In April of this year, we found out Patrick was in Stage 2 Chronic Kidney Disease and his kidney function had decreased to 60-65%.

Now, let’s jump to the present.

The appointment this week has brought some more information to light and also given us a bit of a reality check about this issue.  We’ve always known his kidneys were and were going to be an issue, but it’s always been tucked in the back of our minds as there hadn’t been any major issues and he was being managed well to look after them as best as possible to prolong them as much as possible.

Information this week has told us, Patrick’s kidney function is now 50%.  He also has more cysts on his kidneys.  The bigger Patrick gets, the harder it will be on his kidneys.

The Doctor told me that when his function gets to 30%, we will begin having talks about what will be the options for Patrick and what will be in his best interest.  A number of factors will come into play at that time, so it’s not something that can be discussed to much this early on.  The Doctor also mentioned that sometimes it is good to begin to discuss some of these things now, as it is generally more difficult in the ‘actual’ moment and our judgement can be ‘clouded’ sometimes in those types of situations.

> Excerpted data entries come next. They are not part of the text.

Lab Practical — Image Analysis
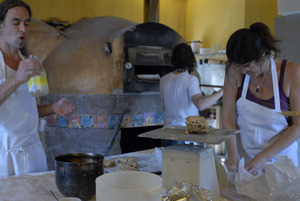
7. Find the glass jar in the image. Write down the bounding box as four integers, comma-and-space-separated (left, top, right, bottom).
28, 55, 49, 97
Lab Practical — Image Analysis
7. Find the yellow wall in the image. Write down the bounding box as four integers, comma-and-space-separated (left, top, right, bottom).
24, 0, 144, 23
21, 0, 278, 49
245, 0, 279, 34
186, 0, 245, 49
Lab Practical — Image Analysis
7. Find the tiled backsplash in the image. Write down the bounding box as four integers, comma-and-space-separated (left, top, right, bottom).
46, 112, 165, 129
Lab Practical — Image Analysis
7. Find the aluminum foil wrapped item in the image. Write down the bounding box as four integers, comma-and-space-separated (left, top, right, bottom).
161, 183, 212, 201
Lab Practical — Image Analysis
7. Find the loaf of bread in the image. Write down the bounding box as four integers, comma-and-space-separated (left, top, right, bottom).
185, 116, 209, 134
118, 161, 139, 171
103, 159, 116, 168
117, 156, 137, 163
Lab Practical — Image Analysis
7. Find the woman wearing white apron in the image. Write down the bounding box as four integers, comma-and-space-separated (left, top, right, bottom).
0, 0, 75, 177
223, 23, 300, 173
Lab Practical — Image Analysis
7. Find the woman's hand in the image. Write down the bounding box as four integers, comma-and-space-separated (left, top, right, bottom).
225, 158, 239, 172
16, 58, 43, 83
52, 98, 76, 118
245, 153, 268, 175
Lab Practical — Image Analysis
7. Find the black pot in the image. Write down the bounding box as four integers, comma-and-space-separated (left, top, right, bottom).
55, 153, 104, 200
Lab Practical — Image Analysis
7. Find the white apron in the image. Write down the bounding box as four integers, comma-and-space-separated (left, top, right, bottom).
237, 57, 298, 166
0, 51, 48, 177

They are managing him as best they can, as I mentioned, to prolong his kidney life as long as possible.  Some of the things they monitor are his phosphate and potassium levels, his blood pressure, his meds and a few other things.  Patrick’s ‘numbers/levels’ are good at this time under the circumstances, and that’s a great thing!! It means he’s being managed well!  Let’s keep that in mind!

Not to put a damper on things, or to sound morbid, but to a degree the reality of the situation has been brought a little closer to the front of our minds now.  The reason being, if his function continues to decrease at the rate it is now, we’ll be having these talks within 2 yrs.

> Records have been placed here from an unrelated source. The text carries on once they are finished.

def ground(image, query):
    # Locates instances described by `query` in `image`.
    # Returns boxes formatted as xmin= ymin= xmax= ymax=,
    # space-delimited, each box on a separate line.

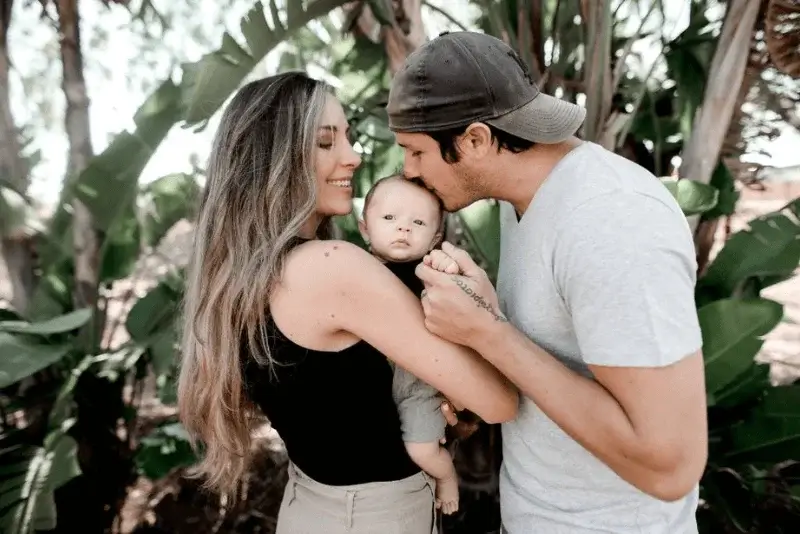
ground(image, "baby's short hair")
xmin=361 ymin=172 xmax=445 ymax=225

But let’s try not to dwell on the future too much at this moment.  Patrick is a happy boy!  He loves school and being around his friends and family!  He loves to do crafts and bake!  He loves going for drives and music!  He’s an amazing young man!  He’s doing better and being looked after by the best people!  His numbers are good at this point as mentioned previously, so again, his health is being managed well at this time!

 

How can you smile not smile at this guy?

 

Minimize admissions – maximize quality of life

A quick update.  I’m sorry I won’t be going into it all right now, but I am just too tired and need to get to bed.  Patrick’s respite workers are finding it tiring when here as well.

Patrick is being admitted tomorrow morning to hospital.  A Shunt-o-gram is being done and the idea is that during this admission, the G-Tube and possibly the 24hr EEG will be done as well.  This admission will likely be approx 2 weeks, give or take a few days depending on how everything co-ordinates.

Trying to do as much as possible in an admission to prevent the back and forth between hospital and home.

A lot has gone on and been talked about and discussed yesterday and today and I will try to update when I have time while in hospital with Patrick.  I really need to go to bed now.  I still don’t have everything ready for tomorrow!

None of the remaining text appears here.